New Horizons: Stan Kenton Conducts the Los Angeles Neophonic Orchestra.
by Scott Dorsey

 

Tantara Productions T2CD-1120 (two CD set)

Stan Kenton was a major bandleader during the big band era, but he was more than that. He's a man who always wanted to do more with music, to make it more complex and interesting. He's a man who studied under Darius Milhaud as a youth and who brought the whole notion of 20th century classical music into the jazz world.

In 1965 he brought to the world the Los Angeles Neophonic Orchestra, probably the final development in the big band. Sharing the Los Angeles Music Center with Zubin Mehta's Los Angeles Philharmonic, it brought a lot of old hands from the Stan Kenton band as well as a lot of new faces and certainly a number of new composers.

The premiere concert of the band was recorded by some unknown engineer who deserves congratulations, and it has recently been reissued by Tantara records on CD with remastering by Gary Cobb.

Let me first of all say that the performance here is stunning. The band is incredibly tight, and they perform a wide variety of new compositions that owe as much to Stravinsky as they do to Goodman, and vice-versa. The orchestra, like the previous Kenton bands, is heavy on the brass but well balanced and with a spectacular rhythm section fronted by Shelly Manne.

To some extent the music and arrangements might seem dated, but in other ways they are still fresh and amazing. If the diminished seventh is too far out for you, this is not the band for you.

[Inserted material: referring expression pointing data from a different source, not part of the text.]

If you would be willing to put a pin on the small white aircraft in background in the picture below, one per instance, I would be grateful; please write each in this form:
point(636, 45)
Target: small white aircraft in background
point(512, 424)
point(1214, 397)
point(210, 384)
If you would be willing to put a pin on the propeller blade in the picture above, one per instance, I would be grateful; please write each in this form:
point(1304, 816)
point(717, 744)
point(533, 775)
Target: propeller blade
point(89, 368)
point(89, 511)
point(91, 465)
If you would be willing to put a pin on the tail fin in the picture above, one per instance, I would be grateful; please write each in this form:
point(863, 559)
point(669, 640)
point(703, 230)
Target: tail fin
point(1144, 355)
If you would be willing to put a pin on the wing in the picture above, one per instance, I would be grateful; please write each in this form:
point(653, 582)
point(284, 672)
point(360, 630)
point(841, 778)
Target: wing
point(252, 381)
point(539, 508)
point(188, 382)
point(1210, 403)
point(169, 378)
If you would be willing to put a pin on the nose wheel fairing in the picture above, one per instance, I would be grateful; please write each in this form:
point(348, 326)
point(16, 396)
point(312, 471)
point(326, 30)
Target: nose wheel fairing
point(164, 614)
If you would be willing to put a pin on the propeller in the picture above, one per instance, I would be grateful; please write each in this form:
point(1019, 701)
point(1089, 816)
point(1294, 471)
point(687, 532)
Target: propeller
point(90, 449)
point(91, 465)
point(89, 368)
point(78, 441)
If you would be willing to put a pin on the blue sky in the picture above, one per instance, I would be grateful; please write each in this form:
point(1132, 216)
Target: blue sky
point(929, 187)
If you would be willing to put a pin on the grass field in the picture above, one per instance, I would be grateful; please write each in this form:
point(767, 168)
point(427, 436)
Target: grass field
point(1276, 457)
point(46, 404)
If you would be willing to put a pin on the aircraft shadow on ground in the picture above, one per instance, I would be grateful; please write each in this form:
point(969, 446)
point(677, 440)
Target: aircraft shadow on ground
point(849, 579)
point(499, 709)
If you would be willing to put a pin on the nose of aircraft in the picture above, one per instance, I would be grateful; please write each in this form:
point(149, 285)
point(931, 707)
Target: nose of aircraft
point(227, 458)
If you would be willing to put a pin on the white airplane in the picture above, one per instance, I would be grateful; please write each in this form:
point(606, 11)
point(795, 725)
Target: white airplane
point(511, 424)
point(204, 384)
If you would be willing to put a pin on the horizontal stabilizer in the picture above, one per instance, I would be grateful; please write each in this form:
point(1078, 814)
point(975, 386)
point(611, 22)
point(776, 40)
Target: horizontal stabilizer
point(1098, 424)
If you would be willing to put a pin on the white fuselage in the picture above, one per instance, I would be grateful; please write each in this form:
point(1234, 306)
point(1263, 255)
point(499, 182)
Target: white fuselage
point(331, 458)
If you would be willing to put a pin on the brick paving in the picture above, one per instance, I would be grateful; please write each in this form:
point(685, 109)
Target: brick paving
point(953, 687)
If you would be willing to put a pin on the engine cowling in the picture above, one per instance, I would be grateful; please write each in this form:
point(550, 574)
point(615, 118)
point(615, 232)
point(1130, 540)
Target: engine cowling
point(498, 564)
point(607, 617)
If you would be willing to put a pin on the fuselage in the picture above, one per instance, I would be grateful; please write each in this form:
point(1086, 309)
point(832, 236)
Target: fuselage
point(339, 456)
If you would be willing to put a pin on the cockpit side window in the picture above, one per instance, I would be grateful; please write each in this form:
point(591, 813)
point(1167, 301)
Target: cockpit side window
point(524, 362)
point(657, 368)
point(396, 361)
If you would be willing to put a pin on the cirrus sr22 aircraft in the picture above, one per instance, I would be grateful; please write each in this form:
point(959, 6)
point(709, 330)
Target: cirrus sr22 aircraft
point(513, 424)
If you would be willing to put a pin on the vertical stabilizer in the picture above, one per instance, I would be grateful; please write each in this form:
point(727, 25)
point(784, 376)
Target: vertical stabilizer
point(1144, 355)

The recording is a very simple job, done with two or three widely spaced omni microphones and it has that sense of depth that is inherent with that technique. I'm not a fan of that effect, which you will hear strongly in all the Mercury Living Presence recordings. If you like the MLP issues, you will be impressed with this.

Remastering? It's inoffensive, and that's the best you can ever say about remastering work. I don't know Gary Cobb, but he did a great job of not touching anything. The dynamics are intact and undamaged; if there is any compression or limiting it's entirely inoffensive. The original master tape has some issues; there are some dropouts and there is the degree of tape hiss you expect from a fine recording made on 1960s red oxide tape. But the fact that you can hear that and do a pretty good job of judging the condition of the tape is an indication that this CD is very close to listening to the master tape. That's something I hear far too seldom.

I don't know the label, I don't know any of the folks involved in this issue but I'd sure like to meet them. This is an excellent performance of an excellent band, recorded as excellently as possible for 1965 and presented excellently. I wish more audiophile labels could do as well as this.